When not to use arrays in PHP

Arrays in PHP are actually pretty inefficient at storing lots of small bits of data.

I think I read that a single integer in an array uses 58 bytes of memory. Now that is not worth thinking about in most PHP applications, but it can matter when your arrays get big.

At work, I've recently been working on a system for highly customisable targeting in email newsletters. Part of the challenge here is writing the newsletter sender capable of sending 400,000+ emails with each one potentially targeted at the specific user efficiently.

For speed, we ended up pre-calculating which bits of content got rendered for each user to avoid the query overhead in the sending loop. This required storing a two-dimensional array, indexed by user ID, with an array of content IDs applicable to each user. It looked something like this:

::php::
array(
    1 => array(1, 2, 3, 4),
    2 => array(2, 4, 3, 5),
    ...
);

But with around 400,000 elements. I was amazed that this array alone took up over 400MB of memory!

I did some benchmarks and found some quite surprising things.

If I changed the array so each user had a comma separated string instead of an array, it shrank the memory requirements down by around 75%.

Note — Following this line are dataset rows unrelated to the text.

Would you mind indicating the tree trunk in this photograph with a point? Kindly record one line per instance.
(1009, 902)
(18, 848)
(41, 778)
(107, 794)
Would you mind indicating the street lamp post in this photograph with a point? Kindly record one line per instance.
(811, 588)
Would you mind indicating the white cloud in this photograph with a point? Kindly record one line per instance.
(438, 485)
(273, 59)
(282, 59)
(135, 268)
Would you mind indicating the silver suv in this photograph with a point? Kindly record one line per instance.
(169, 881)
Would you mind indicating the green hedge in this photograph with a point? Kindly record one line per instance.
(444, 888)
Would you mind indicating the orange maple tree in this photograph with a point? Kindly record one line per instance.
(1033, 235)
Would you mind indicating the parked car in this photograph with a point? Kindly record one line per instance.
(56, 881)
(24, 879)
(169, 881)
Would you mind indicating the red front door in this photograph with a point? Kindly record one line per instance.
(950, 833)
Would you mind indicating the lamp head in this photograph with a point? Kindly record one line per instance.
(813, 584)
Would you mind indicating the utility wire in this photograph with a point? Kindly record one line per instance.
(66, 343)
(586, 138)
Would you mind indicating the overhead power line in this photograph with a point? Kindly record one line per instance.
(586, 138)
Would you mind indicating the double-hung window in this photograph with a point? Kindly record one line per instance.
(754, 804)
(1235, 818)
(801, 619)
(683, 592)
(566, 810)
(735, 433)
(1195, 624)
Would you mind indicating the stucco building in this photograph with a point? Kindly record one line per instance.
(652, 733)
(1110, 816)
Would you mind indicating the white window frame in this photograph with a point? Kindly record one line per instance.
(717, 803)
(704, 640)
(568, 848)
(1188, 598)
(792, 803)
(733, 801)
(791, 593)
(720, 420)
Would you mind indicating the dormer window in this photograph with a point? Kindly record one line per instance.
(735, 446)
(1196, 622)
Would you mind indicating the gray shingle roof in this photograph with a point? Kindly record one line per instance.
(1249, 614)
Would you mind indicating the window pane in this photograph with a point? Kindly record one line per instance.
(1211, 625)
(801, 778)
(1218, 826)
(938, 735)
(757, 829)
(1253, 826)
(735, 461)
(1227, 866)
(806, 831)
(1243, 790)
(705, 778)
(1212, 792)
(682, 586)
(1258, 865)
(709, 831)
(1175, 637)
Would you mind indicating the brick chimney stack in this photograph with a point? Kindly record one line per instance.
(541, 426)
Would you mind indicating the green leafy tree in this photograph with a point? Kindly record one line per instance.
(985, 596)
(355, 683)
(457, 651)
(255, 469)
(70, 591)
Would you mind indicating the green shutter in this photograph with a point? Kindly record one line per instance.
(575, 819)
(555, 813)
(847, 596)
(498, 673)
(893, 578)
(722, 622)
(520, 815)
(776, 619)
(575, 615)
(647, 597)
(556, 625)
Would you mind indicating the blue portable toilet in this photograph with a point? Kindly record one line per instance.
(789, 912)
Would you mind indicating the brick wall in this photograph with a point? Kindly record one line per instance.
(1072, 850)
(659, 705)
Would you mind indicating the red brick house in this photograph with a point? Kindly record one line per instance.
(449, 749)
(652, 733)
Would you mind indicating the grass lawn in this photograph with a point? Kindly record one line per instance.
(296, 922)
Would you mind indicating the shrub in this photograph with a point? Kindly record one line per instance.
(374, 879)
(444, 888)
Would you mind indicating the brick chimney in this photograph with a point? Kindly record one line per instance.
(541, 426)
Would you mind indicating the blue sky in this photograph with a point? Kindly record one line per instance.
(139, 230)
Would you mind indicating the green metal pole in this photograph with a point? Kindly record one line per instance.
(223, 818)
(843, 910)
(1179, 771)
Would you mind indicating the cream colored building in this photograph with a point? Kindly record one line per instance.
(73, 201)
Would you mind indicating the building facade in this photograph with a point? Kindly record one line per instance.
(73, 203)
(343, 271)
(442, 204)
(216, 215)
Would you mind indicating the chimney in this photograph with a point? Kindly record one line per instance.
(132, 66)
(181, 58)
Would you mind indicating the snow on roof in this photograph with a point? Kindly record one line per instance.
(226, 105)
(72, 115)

I suspected though that I would pay for this saving in execution speed - surely it is much slower to have to explode each value manipulate the array and implode again than just direct access right?

Actually, no! I can only guess as to why that might be - less RAM to read/write/seek perhaps? It is actually over 60% quicker to use strings in this case!

You probably don't quite believe me so here is a little script to illustrate the point. Feel free to run it yourself.

And the result:

Memory for 2D:        107.81MB
Memory strings:        23.89MB
Time for 2D:        6.47 seconds
Time strings:        2.32 seconds